The x-components of the initial velocities add up to zero since they have the same magnitude but opposite directions:
Puck 1 x-component = 20.0 * cos(45°)
Puck 2 x-component = 15 * cos(45°)

The y-components of the initial velocities add up to zero:
Puck 1 y-component + Puck 2 y-component = 20.0 * sin(45°) - 15 * sin(45°) = 0

Since there is no net momentum in the y-direction, we only need to consider momentum in the x-direction.

Total momentum before collision:
Puck 1 momentum: (mass of puck 1) * (Puck 1 x-component)
Puck 2 momentum: (mass of puck 2) * (Puck 2 x-component)

2. Conservation of kinetic energy:
For an elastic collision, the total kinetic energy of the system before the collision is equal to the total kinetic energy after the collision. For a perfectly inelastic collision, the total kinetic energy is not conserved. We'll compare the total kinetic energy before and after the collision to determine which category this collision falls into.

Let m be the common mass of both pucks. The kinetic energy (KE) is given by:
KE = 0.5 * m * (velocity)^2

Total kinetic energy before the collision:
Puck 1 KE: 0.5 * m * (20.0)^2
Puck 2 KE: 0.5 * m * (15)^2

Total kinetic energy after the collision:
Puck 1 KE: 0.5 * m * (10.0)^2
Puck 2 KE: 0.5 * m * (final velocity of puck 2)^2

Comparison of the total kinetic energies before and after the collision will help determine if it is elastic or inelastic.

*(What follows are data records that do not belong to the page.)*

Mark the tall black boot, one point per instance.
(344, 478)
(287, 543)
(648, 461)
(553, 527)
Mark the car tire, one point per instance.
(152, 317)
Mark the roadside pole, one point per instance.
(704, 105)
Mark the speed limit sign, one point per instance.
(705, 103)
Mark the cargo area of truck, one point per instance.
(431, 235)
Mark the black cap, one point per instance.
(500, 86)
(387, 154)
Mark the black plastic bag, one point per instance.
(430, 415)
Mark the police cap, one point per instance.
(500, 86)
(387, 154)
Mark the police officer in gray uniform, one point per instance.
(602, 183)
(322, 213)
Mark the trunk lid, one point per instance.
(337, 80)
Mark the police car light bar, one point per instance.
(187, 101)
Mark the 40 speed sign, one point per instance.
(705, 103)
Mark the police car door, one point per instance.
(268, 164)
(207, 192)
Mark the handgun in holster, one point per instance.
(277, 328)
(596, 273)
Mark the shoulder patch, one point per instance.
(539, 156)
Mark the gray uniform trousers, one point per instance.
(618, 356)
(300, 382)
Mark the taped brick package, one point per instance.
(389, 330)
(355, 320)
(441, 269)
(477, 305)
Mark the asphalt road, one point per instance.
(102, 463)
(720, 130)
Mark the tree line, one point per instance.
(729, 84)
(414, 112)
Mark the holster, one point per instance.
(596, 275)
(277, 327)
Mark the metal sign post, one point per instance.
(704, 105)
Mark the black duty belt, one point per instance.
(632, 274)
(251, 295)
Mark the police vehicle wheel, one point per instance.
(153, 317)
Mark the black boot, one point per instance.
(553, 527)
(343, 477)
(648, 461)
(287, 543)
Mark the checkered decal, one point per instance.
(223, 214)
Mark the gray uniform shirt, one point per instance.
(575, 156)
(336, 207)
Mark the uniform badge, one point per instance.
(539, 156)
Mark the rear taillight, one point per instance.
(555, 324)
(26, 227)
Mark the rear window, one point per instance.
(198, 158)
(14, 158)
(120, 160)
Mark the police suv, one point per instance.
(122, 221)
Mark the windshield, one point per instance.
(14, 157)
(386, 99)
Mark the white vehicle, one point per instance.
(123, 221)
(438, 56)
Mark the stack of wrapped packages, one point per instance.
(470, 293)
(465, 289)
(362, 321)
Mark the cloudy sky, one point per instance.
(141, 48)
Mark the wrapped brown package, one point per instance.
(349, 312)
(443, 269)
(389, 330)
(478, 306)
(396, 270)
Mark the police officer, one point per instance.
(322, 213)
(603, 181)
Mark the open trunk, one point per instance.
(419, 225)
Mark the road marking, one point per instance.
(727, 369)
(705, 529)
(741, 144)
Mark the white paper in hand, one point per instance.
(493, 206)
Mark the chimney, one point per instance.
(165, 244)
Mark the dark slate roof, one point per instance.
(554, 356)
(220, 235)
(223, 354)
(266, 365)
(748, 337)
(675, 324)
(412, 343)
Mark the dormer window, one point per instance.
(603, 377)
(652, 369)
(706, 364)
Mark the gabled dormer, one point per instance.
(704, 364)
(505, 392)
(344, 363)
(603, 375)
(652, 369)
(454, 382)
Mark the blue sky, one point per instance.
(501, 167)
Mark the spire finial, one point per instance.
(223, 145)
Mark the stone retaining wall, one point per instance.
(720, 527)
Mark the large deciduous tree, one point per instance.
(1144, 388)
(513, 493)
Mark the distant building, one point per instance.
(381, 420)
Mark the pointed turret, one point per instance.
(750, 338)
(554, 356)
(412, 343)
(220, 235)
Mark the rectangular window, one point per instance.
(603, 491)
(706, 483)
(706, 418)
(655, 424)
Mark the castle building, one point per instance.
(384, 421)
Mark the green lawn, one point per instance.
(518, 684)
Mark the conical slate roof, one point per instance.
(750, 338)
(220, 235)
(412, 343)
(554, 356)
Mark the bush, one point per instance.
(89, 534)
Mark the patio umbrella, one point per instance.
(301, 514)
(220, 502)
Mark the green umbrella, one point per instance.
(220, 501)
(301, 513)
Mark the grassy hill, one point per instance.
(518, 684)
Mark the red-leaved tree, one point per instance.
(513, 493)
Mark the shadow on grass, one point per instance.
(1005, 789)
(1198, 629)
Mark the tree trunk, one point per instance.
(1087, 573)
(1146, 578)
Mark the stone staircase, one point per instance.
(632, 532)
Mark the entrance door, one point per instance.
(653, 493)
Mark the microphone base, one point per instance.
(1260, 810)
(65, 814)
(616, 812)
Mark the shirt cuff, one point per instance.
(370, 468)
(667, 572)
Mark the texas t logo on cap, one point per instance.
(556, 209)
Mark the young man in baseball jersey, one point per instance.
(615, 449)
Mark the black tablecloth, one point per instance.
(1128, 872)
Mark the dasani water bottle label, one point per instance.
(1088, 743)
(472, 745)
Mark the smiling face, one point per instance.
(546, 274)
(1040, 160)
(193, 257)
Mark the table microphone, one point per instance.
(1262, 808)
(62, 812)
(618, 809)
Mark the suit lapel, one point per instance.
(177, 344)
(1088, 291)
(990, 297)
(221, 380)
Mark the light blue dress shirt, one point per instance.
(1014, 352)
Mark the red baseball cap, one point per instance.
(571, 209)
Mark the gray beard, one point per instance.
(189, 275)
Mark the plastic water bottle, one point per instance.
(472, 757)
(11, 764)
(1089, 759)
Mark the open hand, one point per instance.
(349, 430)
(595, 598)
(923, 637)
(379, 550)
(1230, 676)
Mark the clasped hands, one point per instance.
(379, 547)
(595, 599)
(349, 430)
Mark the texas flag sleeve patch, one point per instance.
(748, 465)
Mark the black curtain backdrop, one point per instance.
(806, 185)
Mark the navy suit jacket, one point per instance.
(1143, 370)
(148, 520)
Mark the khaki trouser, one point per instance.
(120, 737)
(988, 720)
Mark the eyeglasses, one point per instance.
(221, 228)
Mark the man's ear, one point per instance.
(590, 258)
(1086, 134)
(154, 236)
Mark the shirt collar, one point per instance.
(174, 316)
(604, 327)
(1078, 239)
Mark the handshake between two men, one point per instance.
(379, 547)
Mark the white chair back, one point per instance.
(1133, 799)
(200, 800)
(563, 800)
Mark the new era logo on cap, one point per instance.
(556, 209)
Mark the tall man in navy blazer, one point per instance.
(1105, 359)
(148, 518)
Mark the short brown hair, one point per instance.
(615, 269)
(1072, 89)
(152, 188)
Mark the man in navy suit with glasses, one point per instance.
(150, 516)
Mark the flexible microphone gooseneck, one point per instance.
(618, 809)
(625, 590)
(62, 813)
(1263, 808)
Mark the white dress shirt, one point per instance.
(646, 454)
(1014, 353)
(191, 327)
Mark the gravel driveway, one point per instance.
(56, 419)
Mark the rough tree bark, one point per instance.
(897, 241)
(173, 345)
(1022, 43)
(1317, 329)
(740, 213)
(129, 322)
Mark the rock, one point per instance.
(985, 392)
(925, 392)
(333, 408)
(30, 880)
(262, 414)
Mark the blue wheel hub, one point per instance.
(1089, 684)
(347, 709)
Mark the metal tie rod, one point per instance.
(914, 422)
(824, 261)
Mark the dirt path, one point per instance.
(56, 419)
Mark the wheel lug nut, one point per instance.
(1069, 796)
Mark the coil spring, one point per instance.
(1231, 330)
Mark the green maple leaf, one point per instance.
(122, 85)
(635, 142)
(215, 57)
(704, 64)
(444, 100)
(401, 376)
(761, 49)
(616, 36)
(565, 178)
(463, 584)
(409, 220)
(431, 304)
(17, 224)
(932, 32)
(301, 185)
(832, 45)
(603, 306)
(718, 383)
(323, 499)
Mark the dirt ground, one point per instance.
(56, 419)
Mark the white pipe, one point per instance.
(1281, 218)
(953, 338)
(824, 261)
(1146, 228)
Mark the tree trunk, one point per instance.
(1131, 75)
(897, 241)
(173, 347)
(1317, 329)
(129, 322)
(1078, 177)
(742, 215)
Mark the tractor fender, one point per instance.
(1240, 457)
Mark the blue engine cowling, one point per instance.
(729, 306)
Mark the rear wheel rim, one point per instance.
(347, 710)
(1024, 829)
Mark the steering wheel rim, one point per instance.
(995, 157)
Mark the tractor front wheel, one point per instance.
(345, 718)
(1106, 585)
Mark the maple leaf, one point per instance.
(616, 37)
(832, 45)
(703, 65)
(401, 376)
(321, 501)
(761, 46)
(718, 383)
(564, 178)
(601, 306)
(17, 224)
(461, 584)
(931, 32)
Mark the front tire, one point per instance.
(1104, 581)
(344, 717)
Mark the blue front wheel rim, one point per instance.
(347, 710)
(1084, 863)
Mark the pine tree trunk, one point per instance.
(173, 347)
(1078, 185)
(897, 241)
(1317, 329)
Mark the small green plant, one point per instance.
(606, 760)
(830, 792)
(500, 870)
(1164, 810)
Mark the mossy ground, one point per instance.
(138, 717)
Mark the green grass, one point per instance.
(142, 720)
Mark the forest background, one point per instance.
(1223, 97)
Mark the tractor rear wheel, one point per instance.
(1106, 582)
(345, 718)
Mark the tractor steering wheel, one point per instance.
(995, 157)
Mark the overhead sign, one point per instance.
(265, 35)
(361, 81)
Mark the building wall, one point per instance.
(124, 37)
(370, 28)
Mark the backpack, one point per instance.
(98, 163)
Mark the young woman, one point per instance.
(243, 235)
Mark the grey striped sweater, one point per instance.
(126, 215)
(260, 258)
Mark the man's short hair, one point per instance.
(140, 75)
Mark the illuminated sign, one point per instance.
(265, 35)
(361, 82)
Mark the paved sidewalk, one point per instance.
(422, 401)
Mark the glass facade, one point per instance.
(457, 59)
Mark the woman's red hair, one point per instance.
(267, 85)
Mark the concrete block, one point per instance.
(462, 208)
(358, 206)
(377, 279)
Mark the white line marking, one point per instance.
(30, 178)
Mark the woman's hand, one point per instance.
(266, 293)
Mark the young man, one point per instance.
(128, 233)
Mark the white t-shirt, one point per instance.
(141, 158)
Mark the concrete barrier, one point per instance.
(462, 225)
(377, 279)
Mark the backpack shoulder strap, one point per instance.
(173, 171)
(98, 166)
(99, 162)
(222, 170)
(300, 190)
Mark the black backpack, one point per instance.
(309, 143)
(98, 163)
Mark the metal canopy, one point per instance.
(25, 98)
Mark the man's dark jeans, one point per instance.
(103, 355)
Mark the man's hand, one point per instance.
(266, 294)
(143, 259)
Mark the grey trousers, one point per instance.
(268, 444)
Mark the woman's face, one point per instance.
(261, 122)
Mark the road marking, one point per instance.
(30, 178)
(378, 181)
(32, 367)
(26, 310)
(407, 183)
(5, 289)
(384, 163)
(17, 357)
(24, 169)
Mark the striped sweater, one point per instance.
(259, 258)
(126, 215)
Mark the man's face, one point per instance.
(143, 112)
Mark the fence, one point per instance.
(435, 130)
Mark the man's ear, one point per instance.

3. Determine the final velocity of the second puck:
Using the conservation of momentum, we can equate the momentum before and after the collision to find the final velocity of the second puck:
(Puck 1 momentum) + (Puck 2 momentum) = (mass of puck 2) * (final velocity of puck 2)

4. Analyze the results:
- If the total kinetic energy before and after the collision are the same, the collision is elastic.
- If the total kinetic energy after the collision is less than the total kinetic energy before the collision, the collision is perfectly inelastic.
- If the total kinetic energy after the collision is greater than the total kinetic energy before the collision, the collision is non-perfectly elastic.

By calculating the values and comparing the total kinetic energies, you can determine if the collision is elastic, perfectly inelastic, or non-perfectly elastic.

25

For this question my answer keeps on coming to 25m/s but answer is 28.